Are these the price levels which sugar farmers expect? Are they already comfortable with these price ranges?

Apparently so for Sugar Regulatory Administrator Paul Azcona, who stated last August 8 that farmgate prices were moving around at P2,500 to P2,800 per bag, and that’s a comfortable farmgate price.

While sugar farmers pine for the more than P3,000 per bag prices in Crop Year 2022-2023, Admin Paul cautioned that, if prices exceed P3,000 per bag, retail prices would increase, inflation would set in and sugar farmers would receive heat from above.

- Advertisement -

Farmers might reason out that, if P3,000 per bag is the inflation threshold, why not prices within P2,800 to P2,999.99 per bag?

As Koykoy said, it’s a matter of supply and demand.
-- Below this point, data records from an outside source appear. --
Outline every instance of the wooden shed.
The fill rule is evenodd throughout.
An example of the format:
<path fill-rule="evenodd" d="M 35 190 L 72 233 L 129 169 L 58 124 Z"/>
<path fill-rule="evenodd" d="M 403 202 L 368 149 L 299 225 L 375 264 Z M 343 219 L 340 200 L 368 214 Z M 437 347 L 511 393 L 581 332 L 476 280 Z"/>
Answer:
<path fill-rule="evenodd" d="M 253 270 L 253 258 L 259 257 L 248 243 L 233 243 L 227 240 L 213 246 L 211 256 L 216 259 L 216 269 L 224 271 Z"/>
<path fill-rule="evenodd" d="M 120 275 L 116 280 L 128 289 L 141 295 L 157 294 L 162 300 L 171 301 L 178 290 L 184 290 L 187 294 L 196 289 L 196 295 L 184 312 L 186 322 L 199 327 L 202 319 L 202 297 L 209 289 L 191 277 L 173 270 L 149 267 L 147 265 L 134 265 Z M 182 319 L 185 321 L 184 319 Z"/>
Starting balance for raw sugar as of September 1, according to SRA, is 270,925 metric tons, compared to the starting balance of 192,959 mt last crop year.

Refined sugar starting balance is 308,518 mt, consisting of 230,826 mt mill production and 77,692 mt balance from refined sugar imports. Last crop year, the starting balance for refined sugar was a whooping 572,501 mt, consisting of a staggering 411,400 mt imported sugar and only 142,051 mt locally produced refined sugar.

Any wonder, then, that in CY 2023-2024, only Hawaiian and First Farmers reported prices barely above P3,000 per bag, and only on two occasions (September 15 and September 22 at an average price of P3,041 and P3,005, respectively)?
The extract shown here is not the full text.